Cellular and molecular insights into the wound healing mechanism in diabetes
Abstract
Impaired healing in diabetes affects the resolution of both acute and chronic wounds. The vicious circle between wound chronicity and a deficient control of local infection is the cause that diabetic patients constitute 85% of all non-traumatic lower extremity amputations. From an etiological viewpoint, hyperglycemia is what triggers the onset and progression of biochemical disturbances that lead to systemic complications. In contrast to normal wound healing, physiological apoptotic clearance of inflammatory cells is prevented and the inflammatory phase is abnormally prolonged in diabetic wounds. Pro-inflammatory cytokines as tumor necrosis factor-alpha (TNF-a) and interleukin-1b (IL-1b) are increased in diabetic wounds with negative local and remote consequences. The etiopathogenic network consisting of inflammatory cytokines, local proteases, reactive oxygen and nitrogen species produces a cytotoxic and pro-degradation environment within the wound bed that impairs granulation and re-epithelialization.

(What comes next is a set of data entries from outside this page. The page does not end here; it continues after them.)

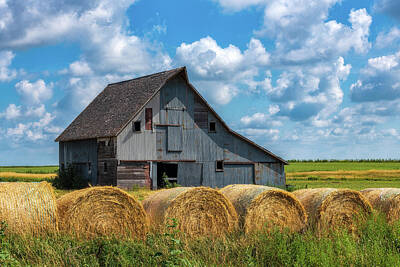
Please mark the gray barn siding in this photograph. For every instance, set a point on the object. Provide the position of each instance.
(139, 145)
(174, 105)
(80, 152)
(177, 105)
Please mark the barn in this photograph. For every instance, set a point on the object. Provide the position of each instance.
(157, 128)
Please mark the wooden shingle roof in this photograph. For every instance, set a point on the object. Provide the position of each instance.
(115, 106)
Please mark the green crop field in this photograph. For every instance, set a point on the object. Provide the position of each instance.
(29, 169)
(353, 175)
(341, 166)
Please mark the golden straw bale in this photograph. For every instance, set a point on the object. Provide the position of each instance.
(386, 200)
(101, 211)
(28, 208)
(258, 205)
(198, 210)
(331, 208)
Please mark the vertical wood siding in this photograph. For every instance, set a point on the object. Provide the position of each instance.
(139, 145)
(83, 152)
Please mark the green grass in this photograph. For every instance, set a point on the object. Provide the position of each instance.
(376, 244)
(337, 166)
(29, 169)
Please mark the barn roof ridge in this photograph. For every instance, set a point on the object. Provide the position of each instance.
(74, 131)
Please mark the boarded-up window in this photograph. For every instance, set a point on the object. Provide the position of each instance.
(149, 119)
(174, 138)
(200, 114)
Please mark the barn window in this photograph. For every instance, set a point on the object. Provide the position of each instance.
(212, 127)
(149, 119)
(136, 126)
(219, 166)
(105, 167)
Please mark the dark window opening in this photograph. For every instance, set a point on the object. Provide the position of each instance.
(212, 127)
(219, 166)
(105, 167)
(166, 173)
(136, 126)
(201, 119)
(149, 119)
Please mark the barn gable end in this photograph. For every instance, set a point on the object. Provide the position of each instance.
(174, 135)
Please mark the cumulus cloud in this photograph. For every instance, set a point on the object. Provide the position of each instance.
(12, 112)
(387, 39)
(6, 57)
(390, 7)
(306, 93)
(219, 70)
(379, 80)
(34, 93)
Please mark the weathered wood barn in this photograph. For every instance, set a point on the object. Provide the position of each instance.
(157, 127)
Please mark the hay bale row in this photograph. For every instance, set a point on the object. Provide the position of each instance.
(385, 200)
(101, 211)
(262, 207)
(28, 208)
(331, 208)
(31, 208)
(198, 210)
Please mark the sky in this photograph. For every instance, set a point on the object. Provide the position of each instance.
(316, 79)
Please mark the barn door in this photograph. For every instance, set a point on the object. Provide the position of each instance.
(190, 173)
(238, 174)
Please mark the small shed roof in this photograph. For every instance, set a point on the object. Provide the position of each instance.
(114, 107)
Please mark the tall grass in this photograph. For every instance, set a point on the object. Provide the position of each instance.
(376, 244)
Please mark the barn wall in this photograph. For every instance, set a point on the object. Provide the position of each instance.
(177, 107)
(81, 153)
(178, 136)
(141, 145)
(107, 161)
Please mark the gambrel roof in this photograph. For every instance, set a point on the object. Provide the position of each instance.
(119, 102)
(114, 107)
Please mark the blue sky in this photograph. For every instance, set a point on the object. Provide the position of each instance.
(305, 79)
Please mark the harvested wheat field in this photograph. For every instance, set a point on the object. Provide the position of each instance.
(102, 211)
(27, 175)
(28, 208)
(386, 200)
(198, 210)
(330, 208)
(259, 205)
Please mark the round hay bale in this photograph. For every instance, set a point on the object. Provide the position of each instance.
(102, 211)
(258, 206)
(386, 200)
(331, 208)
(198, 210)
(28, 208)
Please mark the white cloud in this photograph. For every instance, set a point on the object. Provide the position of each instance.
(33, 131)
(34, 93)
(219, 70)
(260, 120)
(313, 92)
(80, 68)
(6, 58)
(390, 7)
(236, 5)
(379, 80)
(387, 39)
(12, 112)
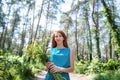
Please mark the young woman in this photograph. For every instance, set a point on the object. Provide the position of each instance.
(61, 56)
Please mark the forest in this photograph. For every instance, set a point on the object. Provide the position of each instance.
(92, 28)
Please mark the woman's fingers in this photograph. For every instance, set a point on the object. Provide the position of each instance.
(49, 64)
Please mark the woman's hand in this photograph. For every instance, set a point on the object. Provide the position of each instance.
(48, 65)
(54, 69)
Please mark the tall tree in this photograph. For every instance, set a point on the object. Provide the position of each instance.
(115, 30)
(96, 25)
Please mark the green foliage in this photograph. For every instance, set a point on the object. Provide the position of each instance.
(13, 67)
(81, 67)
(112, 65)
(107, 75)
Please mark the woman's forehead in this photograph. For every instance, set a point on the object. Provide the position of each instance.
(57, 33)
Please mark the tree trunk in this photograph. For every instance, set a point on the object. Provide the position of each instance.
(96, 28)
(39, 19)
(114, 29)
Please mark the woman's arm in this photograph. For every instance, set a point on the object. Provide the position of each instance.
(54, 69)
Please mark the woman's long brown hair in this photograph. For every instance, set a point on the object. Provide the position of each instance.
(54, 44)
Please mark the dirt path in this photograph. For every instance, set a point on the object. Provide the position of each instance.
(73, 76)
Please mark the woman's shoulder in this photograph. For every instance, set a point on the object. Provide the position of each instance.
(71, 50)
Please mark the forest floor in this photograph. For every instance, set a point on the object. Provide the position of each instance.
(73, 76)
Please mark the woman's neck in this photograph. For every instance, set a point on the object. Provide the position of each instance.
(60, 46)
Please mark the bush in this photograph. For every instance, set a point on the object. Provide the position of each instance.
(81, 67)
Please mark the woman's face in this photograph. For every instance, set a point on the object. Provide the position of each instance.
(59, 38)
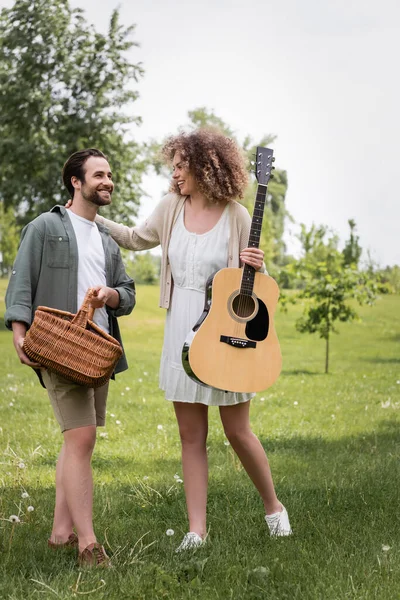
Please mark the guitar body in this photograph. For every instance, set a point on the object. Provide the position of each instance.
(234, 346)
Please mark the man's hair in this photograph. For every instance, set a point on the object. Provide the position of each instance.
(74, 167)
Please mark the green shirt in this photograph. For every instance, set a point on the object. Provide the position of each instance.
(45, 273)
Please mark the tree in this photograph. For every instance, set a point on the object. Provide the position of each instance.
(275, 211)
(63, 87)
(9, 239)
(329, 284)
(352, 250)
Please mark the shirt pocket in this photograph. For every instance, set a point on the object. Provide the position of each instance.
(57, 251)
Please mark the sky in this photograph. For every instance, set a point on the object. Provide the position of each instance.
(322, 76)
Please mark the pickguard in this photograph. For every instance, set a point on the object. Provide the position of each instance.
(257, 329)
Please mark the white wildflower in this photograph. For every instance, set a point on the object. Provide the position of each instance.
(14, 519)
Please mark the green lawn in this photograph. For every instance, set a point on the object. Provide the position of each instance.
(334, 446)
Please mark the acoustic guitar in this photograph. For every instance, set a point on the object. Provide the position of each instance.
(234, 346)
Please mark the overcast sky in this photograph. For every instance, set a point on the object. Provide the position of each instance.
(323, 76)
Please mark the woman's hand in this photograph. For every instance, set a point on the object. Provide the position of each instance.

The nonenzymatic glycation of proteins, generating advanced glycation end-products (AGE), acts as an active pathogenic stream affecting healing. The accumulation of AGE interferes with DNA replication, cell anchoring, migration and proliferation. The binding of AGE to a receptor model (RAGE) may completely hamper the healing process. Diabetes impairs the recruitment and differentiation of bone marrow-derived stem cells, thereby limiting the availability of tissue repair cells. Re-epithelialization is also hindered by incomplete activation and/or differentiation of keratinocytes that impair migration. Novel and revolutionary pharmacological interventions are urgently needed to reduce diabetes complications, such as amputations of the lower extremities.